The comptroller’s office was able to explain some of what was said, but no one seemed to be sure just what a “belly tranch” might be. The subcommittee speculated it might refer to a security with less credit risk than the safest ones but more risk than the riskiest ones.
In any case, after the meeting Iksil embarked on a disastrous strategy that led to larger and larger losses. The portfolio he was running – which the bank initially said was a hedge to reduce the bank’s exposure to a general deterioration of credit conditions – became one that would benefit from credit conditions improving.
Over the next two months, as the losses grew, neither senior bank officials nor regulators seem to have had a good understanding of what was happening.
The bank officials were preoccupied with making the mess seem less messy.
When they eventually had to pay attention, the comptroller’s officials were not bothered by the bank’s withholding of information from them. Instead, one top official dismissed the entire problem as little more than “an embarrassing incident.” Comptroller’s officials immediately said the trades were perfectly proper hedges, something that turned out to be untrue.
Eventually, Drew became furious and ordered the trading halted in late March. That came after she concluded she had been deceived about how much trading was going on and became upset by wildly varying estimates of just how much “risk-weighted capital” was needed to back the trading positions. It was, she explained to the subcommittee staff, making her appear “incompetent.”
Risk-weighted capital, by the way, is a tale unto itself. Banks calculate how much capital they need based not on total assets but on calculations based on how risky the assets are. Gaming those calculations seems to have been a preoccupation at the bank.
One way to respond to this is to say the regulators need to do a better job, and to be less willing to believe what they are told. The so-called Volcker Rule, which is supposed to stop banks from engaging in proprietary trading but allow them to hedge or engage in market-making activities, should be completed and strictly enforced.

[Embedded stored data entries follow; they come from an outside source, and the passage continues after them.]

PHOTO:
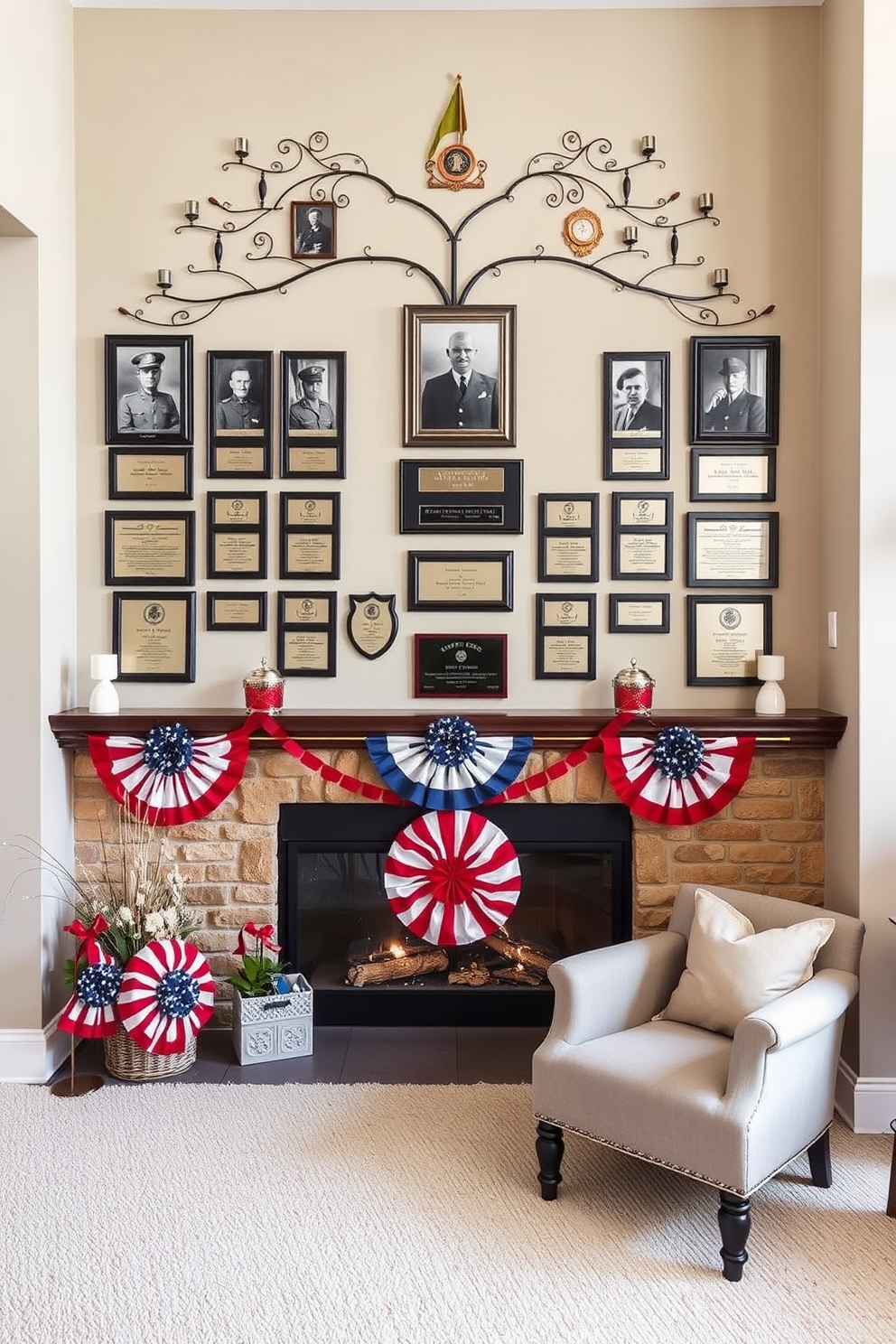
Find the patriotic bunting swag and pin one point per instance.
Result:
(450, 766)
(167, 994)
(452, 878)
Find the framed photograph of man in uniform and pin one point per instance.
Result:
(735, 388)
(149, 388)
(636, 415)
(239, 413)
(313, 413)
(460, 377)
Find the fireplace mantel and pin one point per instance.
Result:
(796, 730)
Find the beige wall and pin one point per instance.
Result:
(275, 74)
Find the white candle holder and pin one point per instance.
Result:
(770, 669)
(104, 669)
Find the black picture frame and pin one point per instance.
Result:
(309, 535)
(639, 613)
(724, 636)
(433, 407)
(733, 475)
(565, 638)
(757, 367)
(636, 386)
(236, 535)
(145, 472)
(231, 611)
(306, 633)
(714, 537)
(568, 530)
(239, 427)
(463, 666)
(154, 636)
(126, 404)
(460, 495)
(455, 577)
(144, 546)
(312, 429)
(306, 242)
(641, 547)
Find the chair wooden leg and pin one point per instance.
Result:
(733, 1225)
(548, 1147)
(818, 1156)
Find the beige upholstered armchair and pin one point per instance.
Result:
(731, 1105)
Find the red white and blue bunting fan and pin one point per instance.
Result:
(90, 1013)
(452, 766)
(171, 777)
(676, 779)
(452, 878)
(167, 994)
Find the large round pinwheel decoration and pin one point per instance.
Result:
(167, 994)
(452, 878)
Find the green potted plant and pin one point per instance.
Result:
(272, 1007)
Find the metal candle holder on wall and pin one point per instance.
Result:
(582, 170)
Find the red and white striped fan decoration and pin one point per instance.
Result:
(167, 994)
(452, 878)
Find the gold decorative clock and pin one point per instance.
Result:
(582, 231)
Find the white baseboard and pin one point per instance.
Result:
(865, 1104)
(33, 1055)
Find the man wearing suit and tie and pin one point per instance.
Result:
(636, 415)
(462, 398)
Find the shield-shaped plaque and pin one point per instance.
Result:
(372, 622)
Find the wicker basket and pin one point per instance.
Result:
(126, 1059)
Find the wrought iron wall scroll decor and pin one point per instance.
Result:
(582, 171)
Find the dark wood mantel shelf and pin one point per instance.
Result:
(796, 730)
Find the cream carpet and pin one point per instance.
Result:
(313, 1214)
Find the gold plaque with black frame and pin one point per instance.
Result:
(565, 636)
(151, 547)
(309, 537)
(237, 535)
(567, 537)
(306, 633)
(154, 636)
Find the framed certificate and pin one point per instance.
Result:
(144, 547)
(460, 496)
(565, 636)
(237, 535)
(239, 413)
(733, 473)
(468, 581)
(306, 633)
(237, 611)
(465, 666)
(151, 473)
(312, 413)
(641, 537)
(154, 636)
(309, 537)
(733, 550)
(639, 613)
(636, 415)
(567, 537)
(724, 638)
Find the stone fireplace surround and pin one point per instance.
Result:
(769, 839)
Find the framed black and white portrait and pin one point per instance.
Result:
(460, 377)
(313, 230)
(735, 388)
(149, 393)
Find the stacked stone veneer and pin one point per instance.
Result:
(769, 839)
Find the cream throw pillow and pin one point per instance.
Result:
(731, 969)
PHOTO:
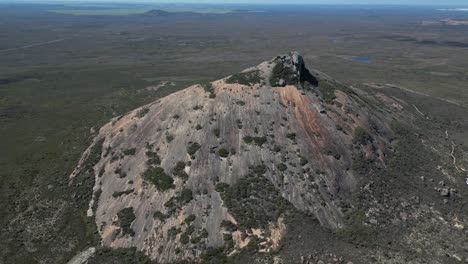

It is hard to disagree with that prescription, but perhaps even harder to believe that it can be effectively administered.
Nearly two decades ago, one of the great names in international banking, Barings, disappeared. It was destroyed by a fraud committed by Nick Leeson, a trader based in Singapore, who became a star by reporting huge profits from a trading strategy involving derivatives that, by today’s standards, were remarkably simple.
In reality, there were no profits, just big losses that he managed to conceal until the firm collapsed.
When auditors and bosses asked how he was making all that money, Leeson later explained, he responded with meaningless but impressive-sounding jargon.
“Luckily for my fraud, there were too many chiefs who would chat about it at arm’s length but never go further,” Leeson wrote in his memoir. “And they never dared ask me any basic questions, since they were afraid of looking stupid about not understanding futures and options.”
Not much has changed.
Floyd Norris writes about finance for The New York Times.